Lots of times when the kids and I leave the house to go somewhere I am struck by how much our life has changed. It used to be, when we left, Luke was in charge of "doing trucks". This meant that he needed to put the two ride-on trucks that the kids have, on the couch so that Carlie (our greant dane) would not lay on the couch while we were gone.
Carlie was such a great dog. I remember the day I saw and fell in love with a great dane on a walk with my friend Lisa. I knew instantly when I saw that huge lanky lovable animal, that was the dog for me. After Joe and I moved into our house, he secretly researched breeders and found some puppies that would be available around Christmas time. One day I met him at work in Portsmouth and we were supposed to go do some errands together. We left in his truck and he said he had to drop off a package somewhere. FOUR HOURS LATER we were in Connecticut at a breeder's house and I was picking out my new puppy. We visited her 3 times before we could even take her home. We would drive to Connecticut and see the dog and then go to Foxwoods and spend the night. It was so much fun.
As with many young married dog-owners, Carlie was our baby before we had babies. Back in those days, Carlie was allowed anywhere she wanted to go...couch, bed, anywhere. For the first few years that we had her she was definitely my dog. She followed me around, she slept with me until Joe came to bed and she would not get up in the morning until I got up. Most people do not remember those years with me and Carlie. When I had kids, she slipped down the totem-pole so to speak. My focus was on the kids all the time. Joe picked up the slack with her, and became "his dog". She followed him around, she was there to greet him every night when he came home, tail wagging.
Even still, during all those years when she would be considered to the outside eye as "Joe's dog", I would pat her and look her in the eye and I would secretly say to her, "You're my dog Carlie, you and I know the truth".
We had to put Carlie down on June 16 and it was one of the most awful experiences that Joe and I ever had together. We both were in tears in the waiting room....while it was happening....afterwards. We were both absolute wrecks. We sat the kids down after it was done and I explained to them that Carlie had died. We were going to plant a tree for her in our yard.
Joe struggled the first few times that he came through the door from work and there was no Carlie. I would meet him at the door, have the kids be outside, etc just to change it up so that Carlie not being there would not be so apparent for him.

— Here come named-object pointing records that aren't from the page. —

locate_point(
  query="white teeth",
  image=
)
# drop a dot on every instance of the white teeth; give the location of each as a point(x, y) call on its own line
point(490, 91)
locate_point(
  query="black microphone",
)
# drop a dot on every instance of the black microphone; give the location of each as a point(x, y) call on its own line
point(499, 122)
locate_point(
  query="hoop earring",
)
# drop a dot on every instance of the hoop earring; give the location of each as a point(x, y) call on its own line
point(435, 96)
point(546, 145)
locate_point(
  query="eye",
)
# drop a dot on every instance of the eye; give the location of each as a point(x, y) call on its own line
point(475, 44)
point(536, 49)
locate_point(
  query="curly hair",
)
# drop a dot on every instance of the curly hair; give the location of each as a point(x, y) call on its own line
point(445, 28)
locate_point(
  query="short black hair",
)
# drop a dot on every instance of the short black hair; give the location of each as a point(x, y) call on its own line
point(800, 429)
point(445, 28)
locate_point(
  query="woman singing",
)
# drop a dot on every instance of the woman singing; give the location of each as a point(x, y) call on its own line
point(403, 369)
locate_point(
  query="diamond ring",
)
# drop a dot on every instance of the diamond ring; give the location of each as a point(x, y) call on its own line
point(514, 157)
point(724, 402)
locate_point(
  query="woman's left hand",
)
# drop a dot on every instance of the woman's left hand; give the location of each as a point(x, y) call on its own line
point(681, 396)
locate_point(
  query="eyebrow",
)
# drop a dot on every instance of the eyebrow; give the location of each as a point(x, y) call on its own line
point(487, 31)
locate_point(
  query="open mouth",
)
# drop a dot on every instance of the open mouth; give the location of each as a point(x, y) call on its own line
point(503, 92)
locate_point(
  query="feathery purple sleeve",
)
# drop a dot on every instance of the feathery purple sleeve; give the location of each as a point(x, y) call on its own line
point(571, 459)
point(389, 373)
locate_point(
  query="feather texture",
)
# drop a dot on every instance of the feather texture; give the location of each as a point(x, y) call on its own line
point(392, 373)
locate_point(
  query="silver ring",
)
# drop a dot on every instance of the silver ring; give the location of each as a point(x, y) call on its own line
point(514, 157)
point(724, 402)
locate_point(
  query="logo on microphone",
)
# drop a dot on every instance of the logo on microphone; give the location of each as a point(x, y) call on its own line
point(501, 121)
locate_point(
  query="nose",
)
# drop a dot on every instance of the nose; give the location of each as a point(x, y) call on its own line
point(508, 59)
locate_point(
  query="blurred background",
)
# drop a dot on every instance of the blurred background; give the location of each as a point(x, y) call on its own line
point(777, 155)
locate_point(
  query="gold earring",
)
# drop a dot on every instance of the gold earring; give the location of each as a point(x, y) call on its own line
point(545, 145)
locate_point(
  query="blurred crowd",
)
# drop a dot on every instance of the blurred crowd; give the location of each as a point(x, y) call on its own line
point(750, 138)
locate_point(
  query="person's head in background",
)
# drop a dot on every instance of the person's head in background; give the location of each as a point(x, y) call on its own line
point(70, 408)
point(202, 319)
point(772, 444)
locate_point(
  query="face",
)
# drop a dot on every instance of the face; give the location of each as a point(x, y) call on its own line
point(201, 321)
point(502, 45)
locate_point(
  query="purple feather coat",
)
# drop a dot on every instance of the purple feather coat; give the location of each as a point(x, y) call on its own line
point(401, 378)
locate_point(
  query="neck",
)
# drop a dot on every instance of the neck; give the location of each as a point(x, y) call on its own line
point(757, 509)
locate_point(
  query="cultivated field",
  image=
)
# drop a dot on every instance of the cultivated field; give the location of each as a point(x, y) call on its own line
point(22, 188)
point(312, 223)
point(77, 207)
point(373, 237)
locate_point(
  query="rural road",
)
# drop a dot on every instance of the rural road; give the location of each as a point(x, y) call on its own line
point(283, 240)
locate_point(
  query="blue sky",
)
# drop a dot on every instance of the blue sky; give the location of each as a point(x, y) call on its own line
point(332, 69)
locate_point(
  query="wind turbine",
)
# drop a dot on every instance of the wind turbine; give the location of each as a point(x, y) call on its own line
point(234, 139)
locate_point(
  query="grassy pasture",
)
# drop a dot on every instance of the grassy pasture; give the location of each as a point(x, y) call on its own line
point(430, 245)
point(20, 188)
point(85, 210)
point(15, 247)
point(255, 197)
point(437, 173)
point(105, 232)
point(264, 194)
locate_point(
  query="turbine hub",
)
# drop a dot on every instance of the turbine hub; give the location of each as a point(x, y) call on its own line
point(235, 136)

After a couple of weeks we received Carlie's ashes in a wooden box. Joe put the box on my armoire in our bedroom and I never even touched the box until after Joe's accident.
5 weeks and 4 days after Carlie died, Joe was gone too. Carlie is buried with Joe. It is unbelievable.
Lots of times when the kids and I leave our house I have to stop myself from my habit of saying "Luke, did you do trucks?" as I said so many times before. When I am at home at night sometimes I hear a noise and at first I think it's Carlie and I have to remind myself that she's not here.
Sometimes in a weak moment, when I feel desperately hopeless in all that has changed, I think in my head.... "I don't even have my dog".